Having worked with you on the Blueprint for More and Better Housing, I am aware that you have a deep understanding of the housing file. However, as your former co-author, I cannot resist the opportunity to offer you some friendly advice.
Here are eight key considerations to keep in mind as your team undertakes this vital work.
I thought the first recommendation was particularly interesting: focus on a limited number of big changes, instead of continuously tinkering.
1. Be the opposite of Trump and create policy stability
The constant chaos and uncertainty surrounding tariff policy are causing investment to plummet in the United States, as it is impossible to plan for the future under such an environment.
While Canada won’t be conducting policy through press conference musings, there is a real risk that policy uncertainty will cause a drag on housing investment in Canada. I believe it already has, with constant changes to development charges, the point systems in programs like MLI Select make it challenging for developers to plan for the future.
Your government will need to make big changes. But it would also have to avoid the temptation to keep tinkering. Instead of making a series of hundreds of small changes, select a small number of housing priorities, focus all your housing attention on those, be transparent, and leave everything else alone.
Moffatt’s other suggestions:
2. Anticipate possible sources of failure. This includes municipal restrictions, barriers to capital, and programs that are too narrowly targeted.
3. Improve housing data.
4. Get the details right on the MURB program.
5. Push municipalities to reform building codes, zoning, and approvals.
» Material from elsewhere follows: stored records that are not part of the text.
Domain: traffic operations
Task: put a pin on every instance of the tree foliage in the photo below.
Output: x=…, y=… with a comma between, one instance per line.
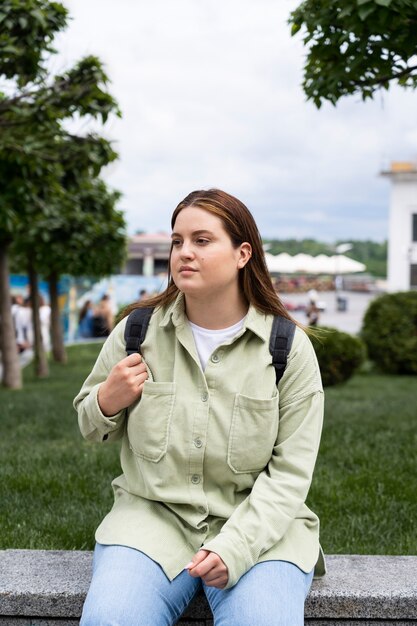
x=49, y=184
x=390, y=332
x=356, y=46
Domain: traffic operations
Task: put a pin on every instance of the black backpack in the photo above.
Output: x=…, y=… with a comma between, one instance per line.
x=282, y=335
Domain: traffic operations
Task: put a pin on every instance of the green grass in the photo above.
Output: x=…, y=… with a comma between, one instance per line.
x=365, y=486
x=55, y=487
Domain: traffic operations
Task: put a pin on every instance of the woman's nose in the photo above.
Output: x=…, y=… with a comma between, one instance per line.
x=187, y=250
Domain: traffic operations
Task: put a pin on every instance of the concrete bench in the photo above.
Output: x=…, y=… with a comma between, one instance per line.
x=47, y=588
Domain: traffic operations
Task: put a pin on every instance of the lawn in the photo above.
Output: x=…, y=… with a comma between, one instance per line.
x=55, y=487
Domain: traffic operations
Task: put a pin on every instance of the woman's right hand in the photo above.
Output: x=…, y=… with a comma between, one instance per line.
x=123, y=385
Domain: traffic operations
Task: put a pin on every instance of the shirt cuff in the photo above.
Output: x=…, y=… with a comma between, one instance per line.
x=235, y=556
x=103, y=424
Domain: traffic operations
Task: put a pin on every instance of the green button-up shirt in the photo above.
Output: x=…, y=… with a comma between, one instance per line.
x=219, y=458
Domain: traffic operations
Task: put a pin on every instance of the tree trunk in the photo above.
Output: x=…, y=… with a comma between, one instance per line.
x=41, y=364
x=12, y=375
x=57, y=336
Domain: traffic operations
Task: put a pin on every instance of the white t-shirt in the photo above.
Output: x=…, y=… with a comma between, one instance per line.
x=207, y=340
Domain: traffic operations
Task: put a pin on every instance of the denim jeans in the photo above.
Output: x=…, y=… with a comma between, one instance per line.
x=130, y=589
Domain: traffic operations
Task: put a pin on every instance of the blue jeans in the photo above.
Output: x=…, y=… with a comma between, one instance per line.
x=130, y=589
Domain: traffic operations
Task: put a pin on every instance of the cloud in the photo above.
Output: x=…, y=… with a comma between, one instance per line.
x=211, y=96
One path forward would be to define a National Zoning Code, and require municipalities to have zoning that’s consistent with the national code.
6. Push municipalities to reform development charges, especially in Ontario.
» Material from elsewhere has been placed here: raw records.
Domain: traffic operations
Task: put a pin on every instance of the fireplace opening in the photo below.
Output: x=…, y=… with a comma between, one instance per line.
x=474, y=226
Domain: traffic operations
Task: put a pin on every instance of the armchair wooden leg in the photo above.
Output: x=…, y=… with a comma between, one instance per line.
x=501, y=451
7. Revisit the GST cut for new owner-occupied housing. It shouldn’t just be for first-time homebuyers.
8. Be careful with countervailing tariffs on imports from the US.
More
Previous posts from Moffatt’s Missing Middle Initiative on the GST cut for owner-occupied housing, development charges, and countervailing tariffs. There’s some discussion of MURB in the pre-election post on the Liberal housing plan.
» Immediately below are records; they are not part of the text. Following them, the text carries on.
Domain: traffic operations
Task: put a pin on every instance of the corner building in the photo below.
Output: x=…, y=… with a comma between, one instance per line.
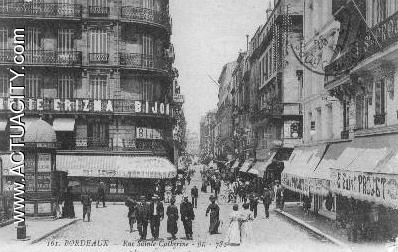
x=100, y=72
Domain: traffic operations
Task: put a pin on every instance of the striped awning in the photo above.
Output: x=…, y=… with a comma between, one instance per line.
x=116, y=166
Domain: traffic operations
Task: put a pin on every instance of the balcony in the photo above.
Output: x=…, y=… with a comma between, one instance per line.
x=386, y=34
x=44, y=57
x=93, y=106
x=95, y=143
x=135, y=14
x=98, y=58
x=41, y=10
x=380, y=119
x=98, y=11
x=142, y=61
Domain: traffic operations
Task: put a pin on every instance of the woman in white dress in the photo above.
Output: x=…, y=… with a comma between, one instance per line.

With a new cabinet in place, it’s on to the business of governing. Kevin Lynch and Jim Mitchell in the Globe and Mail. Their advice seems sensible: have a limited agenda; delegate authority; emphasize speed and results; focus on a few changes instead of reorganizing the public service; be fiscally prudent.
If Carney does decide to reorganize the public service, Michael Wernick has advice: It’s Your Public Service Now.
Prime Minister Carney unveils major cabinet overhaul with two dozen new faces. John Paul Tasker, CBC News. Gregor Robertson (mayor of Vancouver from 2008 to 2018) is the minister for housing and infrastructure, taking over from Nate Erskine-Smith.